The Verification Venue · a promise the dictionary can't keep

The Dictionary That Eats Itself

Every word in the dictionary is defined using other words in the same dictionary. So the advice — just look up the words you don't know — is a promise it structurally cannot keep. Follow it and the lookups never bottom out. They fall into a knot of words that only define each other, and there is no way down to the ground.

You already half-know this. But "dictionaries are circular, so what?" is a shrug, not a fact. Below, the shrug is turned into something you can measure. Pick a word. Look it up. Then look up the words in that definition. Keep your finger on the trail and watch where it goes — on a real, public-domain dictionary, with the whole computation happening in front of you.

1 · look it up, by hand Webster's 1913 · 1,200 words

Start from a word

Type any of the 1,200 headwords, or tap one:

word

…

Click an underlined word in the definition to follow it.

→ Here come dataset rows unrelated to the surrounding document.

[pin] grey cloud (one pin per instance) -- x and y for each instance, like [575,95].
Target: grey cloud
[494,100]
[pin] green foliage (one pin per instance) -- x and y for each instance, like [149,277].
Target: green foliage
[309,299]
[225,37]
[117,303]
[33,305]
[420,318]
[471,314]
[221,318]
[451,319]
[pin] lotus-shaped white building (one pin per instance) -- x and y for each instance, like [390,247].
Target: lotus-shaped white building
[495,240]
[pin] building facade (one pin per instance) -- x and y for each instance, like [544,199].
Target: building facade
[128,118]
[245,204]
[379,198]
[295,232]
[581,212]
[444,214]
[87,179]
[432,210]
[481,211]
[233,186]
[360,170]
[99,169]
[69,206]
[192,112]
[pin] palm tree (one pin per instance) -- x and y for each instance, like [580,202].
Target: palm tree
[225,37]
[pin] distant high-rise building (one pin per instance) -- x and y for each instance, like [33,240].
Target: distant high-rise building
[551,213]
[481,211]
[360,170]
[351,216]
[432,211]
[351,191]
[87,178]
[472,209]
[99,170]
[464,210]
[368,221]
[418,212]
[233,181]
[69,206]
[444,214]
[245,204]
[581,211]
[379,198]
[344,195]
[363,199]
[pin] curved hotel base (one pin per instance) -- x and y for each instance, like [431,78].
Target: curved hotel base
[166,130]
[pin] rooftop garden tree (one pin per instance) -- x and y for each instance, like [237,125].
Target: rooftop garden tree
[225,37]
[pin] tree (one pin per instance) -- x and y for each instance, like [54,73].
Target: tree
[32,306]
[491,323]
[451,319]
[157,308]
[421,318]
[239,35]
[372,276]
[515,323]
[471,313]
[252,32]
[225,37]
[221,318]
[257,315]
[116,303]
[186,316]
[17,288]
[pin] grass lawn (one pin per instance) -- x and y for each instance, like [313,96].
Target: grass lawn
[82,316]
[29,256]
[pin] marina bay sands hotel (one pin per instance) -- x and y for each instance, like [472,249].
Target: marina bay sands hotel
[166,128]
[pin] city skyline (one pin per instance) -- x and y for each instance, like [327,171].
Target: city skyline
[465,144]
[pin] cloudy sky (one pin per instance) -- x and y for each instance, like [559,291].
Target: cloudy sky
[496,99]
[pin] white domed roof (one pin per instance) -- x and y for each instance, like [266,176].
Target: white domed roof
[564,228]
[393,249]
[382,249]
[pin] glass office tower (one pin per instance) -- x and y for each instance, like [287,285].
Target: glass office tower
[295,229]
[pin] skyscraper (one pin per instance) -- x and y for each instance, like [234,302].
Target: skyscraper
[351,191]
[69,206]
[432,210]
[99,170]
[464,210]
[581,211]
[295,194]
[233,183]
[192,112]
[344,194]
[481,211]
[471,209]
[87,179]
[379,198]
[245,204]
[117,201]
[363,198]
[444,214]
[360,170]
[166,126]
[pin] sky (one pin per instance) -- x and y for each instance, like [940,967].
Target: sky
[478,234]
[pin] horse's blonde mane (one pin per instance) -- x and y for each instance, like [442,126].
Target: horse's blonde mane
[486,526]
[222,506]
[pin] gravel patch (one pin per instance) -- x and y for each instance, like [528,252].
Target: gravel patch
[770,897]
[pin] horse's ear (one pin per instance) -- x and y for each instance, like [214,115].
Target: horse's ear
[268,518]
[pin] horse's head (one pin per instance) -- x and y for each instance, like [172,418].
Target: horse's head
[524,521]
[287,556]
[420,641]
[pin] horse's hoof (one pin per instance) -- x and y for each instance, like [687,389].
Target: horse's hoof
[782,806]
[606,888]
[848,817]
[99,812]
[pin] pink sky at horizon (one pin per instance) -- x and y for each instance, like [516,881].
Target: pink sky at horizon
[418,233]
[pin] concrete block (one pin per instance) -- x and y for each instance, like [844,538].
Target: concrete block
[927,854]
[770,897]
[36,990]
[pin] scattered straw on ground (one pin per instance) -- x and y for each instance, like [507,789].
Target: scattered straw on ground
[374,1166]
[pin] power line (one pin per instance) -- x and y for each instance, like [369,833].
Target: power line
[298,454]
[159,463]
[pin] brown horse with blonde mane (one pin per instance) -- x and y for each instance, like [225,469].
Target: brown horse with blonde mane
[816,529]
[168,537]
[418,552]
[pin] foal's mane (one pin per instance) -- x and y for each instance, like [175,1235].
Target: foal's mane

Every underlined word in that definition is itself an entry in the same book. Click one and you're reading a new definition — built, again, from words that are entries. Try to reach a word that is defined in terms of nothing you have to look up. You can't. Within a handful of clicks the trail turns red: you're back at a word you already passed. That is not bad luck. It is the shape of the whole dictionary.

What you fell into has a name

Represent the dictionary as a graph: draw an arrow from a word to each content-word used in its definition — word → sign, word → sound, word → idea — the "to understand this, look that up" direction.^① Now ask which words you can reach from which. Two words are in the same strongly-connected component when there's a chain of lookups from each to the other and back. In 1972 Robert Tarjan gave a way to find every such component in one linear pass. Run it on this dictionary and almost the entire thing collapses into a single component.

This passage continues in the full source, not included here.